Retour à l'accueil La guerre en Iran atteint la barre des deux semaines avec plus de 3 000 morts, des frappes sur l'île de Kharg et des attaques iraniennes contre les Émirats Monde

La guerre en Iran atteint la barre des deux semaines avec plus de 3 000 morts, des frappes sur l'île de Kharg et des attaques iraniennes contre les Émirats

Publié le 14 mars 2026 897 vues

La campagne militaire américaine contre l'Iran a atteint son quinzième jour le 14 mars 2026, alors que le conflit s'étend à travers le Moyen-Orient et que le bilan dépasse les 3 000 morts. Le Commandement central américain a frappé plus de 90 cibles militaires sur l'île de Kharg, l'installation stratégique qui gère environ 90 pour cent des exportations de pétrole brut du pays. Le président Trump a déclaré que les forces américaines avaient totalement détruit chaque cible militaire sur l'île, bien que les États-Unis aient délibérément épargné les infrastructures pétrolières civiles tout en avertissant qu'elles pourraient être attaquées si l'Iran interfère avec la navigation dans le détroit d'Ormuz.

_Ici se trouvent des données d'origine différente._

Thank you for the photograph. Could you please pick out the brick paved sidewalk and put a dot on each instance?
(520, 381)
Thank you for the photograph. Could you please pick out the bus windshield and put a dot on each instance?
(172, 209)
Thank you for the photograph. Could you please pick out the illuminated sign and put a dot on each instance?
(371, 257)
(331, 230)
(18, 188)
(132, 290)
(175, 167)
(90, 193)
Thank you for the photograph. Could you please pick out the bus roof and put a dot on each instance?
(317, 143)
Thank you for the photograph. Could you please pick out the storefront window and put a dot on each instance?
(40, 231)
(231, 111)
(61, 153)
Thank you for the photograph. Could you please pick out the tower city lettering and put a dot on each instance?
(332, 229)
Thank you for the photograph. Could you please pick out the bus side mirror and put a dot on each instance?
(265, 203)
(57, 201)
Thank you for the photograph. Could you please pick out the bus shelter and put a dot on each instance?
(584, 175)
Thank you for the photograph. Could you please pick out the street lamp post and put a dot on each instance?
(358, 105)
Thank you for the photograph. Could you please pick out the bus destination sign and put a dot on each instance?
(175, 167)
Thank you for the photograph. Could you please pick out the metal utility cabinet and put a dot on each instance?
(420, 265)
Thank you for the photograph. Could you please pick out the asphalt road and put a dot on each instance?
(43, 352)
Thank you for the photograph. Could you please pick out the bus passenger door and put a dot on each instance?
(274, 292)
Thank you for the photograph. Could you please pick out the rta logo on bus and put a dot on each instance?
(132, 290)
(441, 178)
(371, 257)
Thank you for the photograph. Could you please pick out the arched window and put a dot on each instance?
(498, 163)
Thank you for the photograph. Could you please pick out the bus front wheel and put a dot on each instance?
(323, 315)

L'Iran a répondu par une frappe de représailles contre les Émirats arabes unis, lançant neuf missiles balistiques et 33 drones vers cet État du Golfe. Les défenses aériennes émiraties ont intercepté la plupart des projectiles, mais les débris d'un drone intercepté ont provoqué un incendie au terminal pétrolier de Fujaïrah, avec de la fumée observée s'élevant en direction d'une installation énergétique majeure. L'attaque a tué six personnes et blessé 141 autres, la majorité étant des civils. Les responsables iraniens ont ensuite menacé de mener des frappes supplémentaires contre les ports émiratis alors que le conflit entre dans sa troisième semaine.

Le bilan humanitaire du conflit après deux semaines est considérable, selon un rapport complet de NPR publié le 14 mars. Plus de 1 200 civils iraniens ont été tués et plus de 10 000 blessés, dont au moins 165 civils décédés lors d'une seule frappe sur une école iranienne. Au Liban, 773 personnes ont été tuées et 1 933 blessées, tandis que 12 civils israéliens et deux soldats ont également perdu la vie. Au moins 16 personnes ont été tuées dans les États du Golfe. Environ 3,2 millions d'Iraniens ont été temporairement déplacés, ainsi que 830 000 personnes du Liban.

La campagne militaire a infligé des dégâts considérables aux capacités militaires iraniennes. Les forces américaines et israéliennes ont frappé plus de 15 000 cibles depuis le début de l'opération, détruisant ou endommageant plus de 90 navires iraniens et plus de 30 mouilleurs de mines. Cependant, le conflit a également dévasté les infrastructures civiles iraniennes, avec 25 hôpitaux endommagés et neuf complètement hors service. Le secrétaire américain à la Défense Pete Hegseth a affirmé qu'il croit que le Guide suprême iranien Mojtaba Khamenei a été blessé, bien que cette affirmation reste non vérifiée. Du côté américain, 13 militaires ont été tués, sept par le feu ennemi et six dans l'écrasement d'un avion ravitailleur KC-135.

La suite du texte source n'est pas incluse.